Lì vicino c’è Hawk, suo figlio, capelli lunghi, sottile e agile, sguardo attento. “Ciao, sono Scudo: com’è andato il viaggio?” Domanda banale e poco interessante. “Fine, let’s go: bene, andiamo.” Di poche parole questi Indiani.
Wolf è in macchina con me. Mi piace guidare lungo strade dai tracciati antichi e pieni di storia: il passo della Consuma, Campaldino, Poppi… mi viene da raccontare le antiche battaglie, gloriarmi del riflesso di eventi che, a ben guardare, non mi appartengono. L’amico dai lunghi capelli non sembra commosso. Mi lascia parlare, ascolta, poi fa. “Listen, ascolta,: ci sono i simboli, che uniscono e sono punti di incontro, come i crocevia di una strada. Si chiamano Symbolos. Sono i luoghi dove le persone possono incontrarsi, scambiarsi le informazioni, le idee. Poi ci sono I Diabolos: sono i luoghi dove le persone si combattono, dove ognuno pensa di dover proteggere le proprie opinioni, a volte fino alla morte. Tu hai studiato il Greco: sun, insieme, riunire, e dia, separare. Simbolo e Diabolo.” Gira il testone verso il finestrino come se avesse finito. Ma ce n’è ancora. “Tu non puoi ignorare questa realtà: il fuoco del tuo incendio è un simbolo. Sta a te spiegartelo. In un attimo può diventare un diabolo. Sta a te evitarlo. Sei tu il capo.”
Tutto il dialogo si svolge in inglese: capisco bene quello che viene detto, ma c’è qualcosa che mi sfugge. Sono stato promosso capo, ma non so di che cosa né che cosa significhi..

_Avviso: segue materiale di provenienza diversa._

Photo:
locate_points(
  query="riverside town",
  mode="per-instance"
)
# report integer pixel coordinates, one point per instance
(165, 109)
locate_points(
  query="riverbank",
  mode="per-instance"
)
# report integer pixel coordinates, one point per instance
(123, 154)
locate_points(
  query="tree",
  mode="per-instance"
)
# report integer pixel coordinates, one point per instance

Percorriamo parecchi chilometri fra uliveti e quercete, ormai giunti nei dintorni di casa e le abitazioni sparse sulle dolci pendici della valle si sono via via rarefatte. Ogni tanto Wolf dice: ”That’s beautiful! It really looks like California! Fantastico! Sembra la California.” Immagino che per lui sia un complimento, poi penso: ”Ma che ne sa un Indiano Cheyenne delle bellezze Toscane?” Ma taccio. Non voglio correre il rischio di finire in un mucchietto di cenere.
Proseguiamo e lui non è per nulla turbato dalla strada che si inerpica allontanandosi dai nuclei abitati e si addentra in zone sempre meno frequentate e più selvagge. Arriviamo.

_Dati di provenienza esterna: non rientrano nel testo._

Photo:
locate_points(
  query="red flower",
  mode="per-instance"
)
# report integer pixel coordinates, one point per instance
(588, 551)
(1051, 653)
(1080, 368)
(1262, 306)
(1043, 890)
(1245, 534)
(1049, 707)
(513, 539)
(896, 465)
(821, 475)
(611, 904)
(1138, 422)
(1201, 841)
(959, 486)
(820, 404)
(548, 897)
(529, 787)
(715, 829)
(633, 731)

All’occhio buono del vecchio capo nulla sfugge. Girellando per la proprietà dei Meli coglie molti dettagli delle mie costruzioni, nota i lavori in pietra, le cantonate, gli archi, le strutture portanti. È vero, nelle costruzioni io sono uno strutturalista, uno che ha il senso delle proporzioni, dei pesi, delle spinte: ho ereditato questa sensibilità dai miei due nonni, l’ingegnere e il meccanico. A quanto pare Wolf è in grado di cogliere gli equilibri e le astuzie tecniche, quasi invisibili, che io adotto: in fondo lui in gioventù è stato un costruttore di ponti per le ferrovie americane. Quanto a me, so che poche persone sono in grado di notare questi particolari. Mi piace vedere che Wolf sa apprezzare l’arte implicita nei dettagli.
Questa sera ci sarà un po’ di gente a cena, una piccola festa. Bisogna dire che Wolf è una specie di leggenda, una celebrità nell’ambiente, e quindi arriveranno amici da varie località italiane, oltre che Cerva e Drago da Monaco.
Il centro della festa sarà naturalmente lui: ma ogni star ha bisogno di un supporto logistico, qualcuno che si occupi delle miriadi di dettagli che vanno considerati. Luci, tavoli. niente vino, cibo in preparazione nella minuscola cucina del piano di sopra, storie da raccontare nei momenti di pausa e numerose tazze di caffè, che sembra non bastare mai.
Non c’è nulla di formale nella riunione: possiamo rilassarci e ridere alle battute e storie di Wolf, che sono innumerevoli. Lui ha trascorso la sua prima giovinezza nella riserva Cheyenne del Montana, dove sua madre Pearl abitava in una casetta dopo esser vissuta fino a poco prima nei teepee. I racconti di cavalli selvaggi, di cacce, di escursioni nelle praterie e montagne, di cerimonie e personaggi strani ci tengono tutti ammaliati e divertiti: Wolf è un fantastico narratore e riesce perfettamente a evocare e mantenere viva la magia dei suoi racconti.
L’indomani mi prende da parte e mi invita ad andare a trovarlo in California, nel ranch dove vive con il suo gruppo di studenti sulle montagne a nord di San Francisco, nella Mendocino County. E’ un invito, ma suona anche come un ordine.